Loan Data Shows Twin Cities Apartments Remain on Solid Footing
A new analysis of commercial real estate loans backed by multifamily properties found “areas of concern starting to appear in major U.S. markets.” That’s according to New York-based Trepp, which tracks data on commercial mortgage-backed securities (CMBS).
The apartment building boom has been running uninterrupted for several years across the U.S. Now Trepp says that it is seeing signs that the market is “fraying” in some cities.
Trepp notes that the overall apartment market remains solid compared to retail and hospitality properties, which have been particularly pummeled by the pandemic.
Trepp analyzed data for loans backing more than 22,000 multifamily properties. Out of that pool, Trepp found that 4.8 percent of those apartment properties had occupancy rates below 80 percent for 2020.

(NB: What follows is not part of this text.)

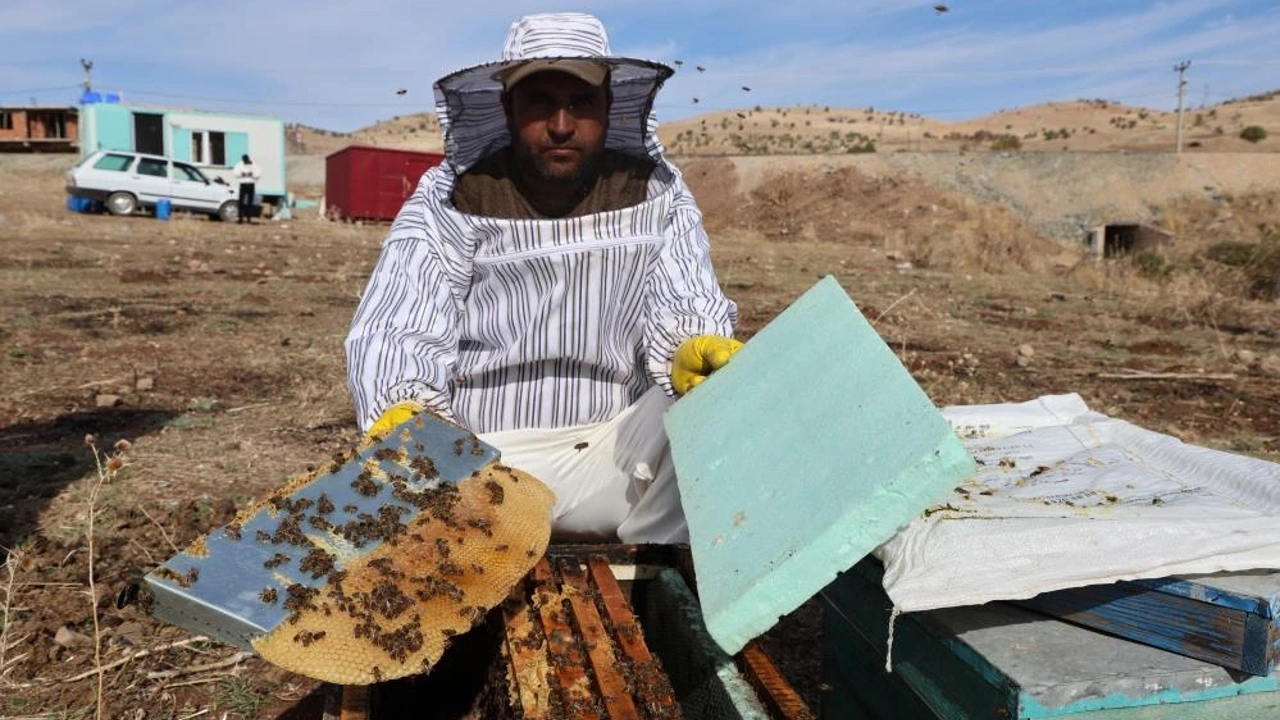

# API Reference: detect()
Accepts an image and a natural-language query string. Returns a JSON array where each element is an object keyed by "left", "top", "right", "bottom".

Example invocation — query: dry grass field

The good news is that Trepp’s data dig found that Minneapolis and St. Paul were both among 23 cities where zero percent of apartments had vacancies over 20 percent. The Twin Cities ranked among the larger metros with zero percent seeing occupancy levels below 80 percent. Phoenix made the list, as did Orlando, Florida, and Omaha, Nebraska.
Many larger metros in the U.S. are in worse shape. The five markets with the highest percentage of loans backed by multifamily properties with occupancy under 80 percent are:
- Boston: 28%
- Santa Monica, Calif.: 22.8%
- Tallahassee, Fla.: 15.4%
- San Francisco: 14.6%
- Seattle: 11%
Other large metros with a notable percentage of properties seeing occupancy levels below 80 percent include Kansas City, Memphis, Cleveland, Indianapolis and Washington D.C. Trepp found 7.4 percent of properties in New York reporting occupancy below 80 percent.

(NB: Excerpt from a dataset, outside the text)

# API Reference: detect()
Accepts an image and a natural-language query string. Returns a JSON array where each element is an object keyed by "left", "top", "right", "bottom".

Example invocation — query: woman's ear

Those statistics are likely to give developers everywhere pause about the health of the apartment property market. In broad terms, apartment construction has been slowing and vacancy rates are starting to creep up.
Some observers have wondered for years how long developers can keep building new apartment projects. Commercial real estate is forever cyclical. Typically, sectors get overbuilt, development grinds to a halt and doesn’t restart until demand returns.